CelebA数据集下载|HTTPSConnectionPool(host=‘drive.google.com‘, port=443)|RuntimeError:Dataset not found

CelebA数据集下载|HTTPSConnectionPool(host=‘drive.google.com‘, port=443)|RuntimeError:Dataset not found

CeleA是香港中文大学的开放数据,包含10177个名人身份的202599张图片,并且都做好了特征标记,这个数据集对人脸相关的训练来说是非常好用的数据集。

但是它不像其他数据集一样可以自动下载,比如mnist

import torchvision.datasets as dset
import torchvision.transforms as transforms

dataroot = './'
imagesize = 64
ataset = dset.MNIST(root=dataroot, download=True,
	                     transform=transforms.Compose([
		                     transforms.Resize(imagesize),
		                     transforms.ToTensor(),
		                     transforms.Normalize((0.5,), (0.5,)),
	                     ]))

 在torchvision.datasets.celeba.py文件中,celeba的下载方式有两种: 

def download(self) -> None:

    # 第一种下载方式,手动下载
    if self._check_integrity():
        print("Files already downloaded and verified")
        return

    # 第二种下载方式,从谷歌云盘下载
    for (file_id, md5, filename) in self.file_list:
        download_file_from_google_drive(file_id, os.path.join(self.root, self.base_folder), filename, md5)

    extract_archive(os.path.join(self.root, self.base_folder, "img_align_celeba.zip"))

显然,如果不能手动下载,就要从谷歌云盘下了。但是谷歌云盘需要科学上网,所以还是手动下吧。

谷歌云盘下载的错误信息:
requests.exceptions.ConnectionError: HTTPSConnectionPool(host='drive.google.com', port=443): Max retries exceeded with url: /uc?id=0B7EVK8r0v71pblRyaVFSWGxPY0U&export=download (Caused by NewConnectionError('<urllib3.connection.HTTPSConnection object at 0x000002746E4E7E20>: Failed to establish a new connection: [WinError 10060] 由于连接方在一段时间后没有正确答复或连接的主机没有反应,连接尝试失败。
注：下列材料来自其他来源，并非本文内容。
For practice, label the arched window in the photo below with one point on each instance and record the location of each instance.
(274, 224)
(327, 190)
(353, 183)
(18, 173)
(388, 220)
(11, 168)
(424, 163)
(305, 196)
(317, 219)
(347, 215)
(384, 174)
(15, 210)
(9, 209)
'))

百度网盘地址:CelebA_免费高速下载|百度网盘-分享无限制 (baidu.com)

那么问题来了,这么多文件,该下哪个呢? 下完之后又放到哪里呢?

CelebA数据集下载|HTTPSConnectionPool(host=‘drive.google.com‘, port=443)|RuntimeError:Dataset not found

还是在torchvision.datasets.celeba.py文件中,有一个检查完整性的函数_check_integrity(),

    def _check_integrity(self) -> bool:
        for (_, md5, filename) in self.file_list:
            fpath = os.path.join(self.root, self.base_folder, filename)
            _, ext = os.path.splitext(filename)
            # Allow original archive to be deleted (zip and 7z)
            # Only need the extracted images
            if ext not in [".zip", ".7z"] and not check_integrity(fpath, md5):
                return False

这个函数会扫描self.file_list中的内容,

base_folder = "celeba"
# There currently does not appear to be a easy way to extract 7z in python (without introducing additional
# dependencies). The "in-the-wild" (not aligned+cropped) images are only in 7z, so they are not available
# right now.
file_list = [
    # File ID                                      MD5 Hash                            Filename
    ("0B7EVK8r0v71pZjFTYXZWM3FlRnM", "00d2c5bc6d35e252742224ab0c1e8fcb", "img_align_celeba.zip"),
    # ("0B7EVK8r0v71pbWNEUjJKdDQ3dGc","b6cd7e93bc7a96c2dc33f819aa3ac651", "img_align_celeba_png.7z"),
    # ("0B7EVK8r0v71peklHb0pGdDl6R28", "b6cd7e93bc7a96c2dc33f819aa3ac651", "img_celeba.7z"),
    ("0B7EVK8r0v71pblRyaVFSWGxPY0U", "75e246fa4810816ffd6ee81facbd244c", "list_attr_celeba.txt"),
    ("1_ee_0u7vcNLOfNLegJRHmolfH5ICW-XS", "32bd1bd63d3c78cd57e08160ec5ed1e2", "identity_CelebA.txt"),
    ("0B7EVK8r0v71pbThiMVRxWXZ4dU0", "00566efa6fedff7a56946cd1c10f1c16", "list_bbox_celeba.txt"),
    ("0B7EVK8r0v71pd0FJY3Blby1HUTQ", "cc24ecafdb5b50baae59b03474781f8c", "list_landmarks_align_celeba.txt"),
    # ("0B7EVK8r0v71pTzJIdlJWdHczRlU", "063ee6ddb681f96bc9ca28c6febb9d1a", "list_landmarks_celeba.txt"),
    ("0B7EVK8r0v71pY0NSMzRuSXJEVkk", "d32c9cbf5e040fd4025c592c306e6668", "list_eval_partition.txt"),
    ]

被注释掉了三个,显然,我们只要把没被注释的六个文件下载就好了。

我们需要建一个存放数据的文件夹data,再在data下建一个文件夹celeba,最后把需要下载的文件放到celeba下。

因为

fpath = os.path.join(self.root, self.base_folder, filename)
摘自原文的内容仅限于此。